Director and producer Arielle Knight is an award-winning filmmaker and founder of GoodKnight Films Inc., acclaimed for her innovative storytelling that illuminates untold narratives across the Black diaspora. Working at the intersection of documentary and hybrid forms, her films and collaborations examine how communities navigate social, economic, and embodied precarity. She draws on surreal interpretations of political, social, and domestic realities, blurring boundaries between nonfiction and fantasy to create cinematic spaces of escape and freedom. Her work has been supported by the Sundance Institute, Southern Documentary Fund, Catapult Film Fund, and the Ford Foundation, among others. Through intimate, personal narratives, Knight continues to expand the possibilities of contemporary cinema with a vision rooted in Black futurity, imagination, and experimentation.

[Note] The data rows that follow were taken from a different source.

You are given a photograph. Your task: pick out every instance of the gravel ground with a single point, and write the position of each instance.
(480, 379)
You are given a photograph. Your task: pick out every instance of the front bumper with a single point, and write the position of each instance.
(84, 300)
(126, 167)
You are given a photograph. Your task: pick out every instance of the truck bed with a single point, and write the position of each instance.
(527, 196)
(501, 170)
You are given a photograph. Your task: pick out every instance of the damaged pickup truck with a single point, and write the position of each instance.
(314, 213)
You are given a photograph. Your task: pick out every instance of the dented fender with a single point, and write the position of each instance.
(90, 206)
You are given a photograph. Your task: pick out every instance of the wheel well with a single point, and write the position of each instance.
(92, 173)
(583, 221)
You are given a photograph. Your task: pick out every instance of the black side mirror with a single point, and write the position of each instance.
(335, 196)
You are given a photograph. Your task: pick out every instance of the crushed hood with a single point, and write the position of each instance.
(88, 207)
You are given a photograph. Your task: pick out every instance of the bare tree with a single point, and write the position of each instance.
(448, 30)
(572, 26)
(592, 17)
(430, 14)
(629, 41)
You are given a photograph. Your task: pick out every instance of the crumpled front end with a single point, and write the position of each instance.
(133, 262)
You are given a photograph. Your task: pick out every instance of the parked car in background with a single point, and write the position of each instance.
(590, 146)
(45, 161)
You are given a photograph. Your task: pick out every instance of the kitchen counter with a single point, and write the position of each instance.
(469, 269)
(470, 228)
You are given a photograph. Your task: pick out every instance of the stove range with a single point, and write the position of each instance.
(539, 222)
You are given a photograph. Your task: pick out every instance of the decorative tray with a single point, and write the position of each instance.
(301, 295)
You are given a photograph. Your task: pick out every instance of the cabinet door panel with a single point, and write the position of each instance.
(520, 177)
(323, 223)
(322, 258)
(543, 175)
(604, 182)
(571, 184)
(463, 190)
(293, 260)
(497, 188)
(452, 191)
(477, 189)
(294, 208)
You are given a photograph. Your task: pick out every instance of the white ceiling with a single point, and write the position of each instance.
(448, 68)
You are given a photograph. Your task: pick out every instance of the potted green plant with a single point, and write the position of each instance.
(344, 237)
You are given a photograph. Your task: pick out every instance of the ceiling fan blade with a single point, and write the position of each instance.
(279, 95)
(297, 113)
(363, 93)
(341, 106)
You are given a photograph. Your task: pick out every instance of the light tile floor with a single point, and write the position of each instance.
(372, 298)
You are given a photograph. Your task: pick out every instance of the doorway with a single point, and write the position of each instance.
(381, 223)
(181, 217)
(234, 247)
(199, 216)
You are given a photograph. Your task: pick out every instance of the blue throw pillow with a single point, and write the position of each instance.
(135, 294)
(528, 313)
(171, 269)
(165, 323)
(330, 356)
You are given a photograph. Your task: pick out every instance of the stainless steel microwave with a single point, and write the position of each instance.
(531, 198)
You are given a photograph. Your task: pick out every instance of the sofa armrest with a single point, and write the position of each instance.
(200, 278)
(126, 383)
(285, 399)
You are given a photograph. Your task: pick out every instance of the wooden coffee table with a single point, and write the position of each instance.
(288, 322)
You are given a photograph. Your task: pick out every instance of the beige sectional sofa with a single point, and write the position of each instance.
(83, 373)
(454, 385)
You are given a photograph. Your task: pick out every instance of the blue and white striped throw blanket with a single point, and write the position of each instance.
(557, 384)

Jason Rhee (Director/Producer/Cinematographer) is a Korean American filmmaker with a passion for telling stories centered around his childhood and the AAPI community. Jason spent a decade in comedy prior to working on his feature film at institutions like The Onion and Conan. With a background in screenwriting and comedy, he helped produce three one- woman shows with comedian Kellye Howard, including directing a sold-out run at the Steppenwolf Theater as part of its 2022 LookOut series. Jason recently served as a cinematographer for PBS WTTW’s Firsthand webseries on migrants, unhoused Chicagoans, and peacekeepers.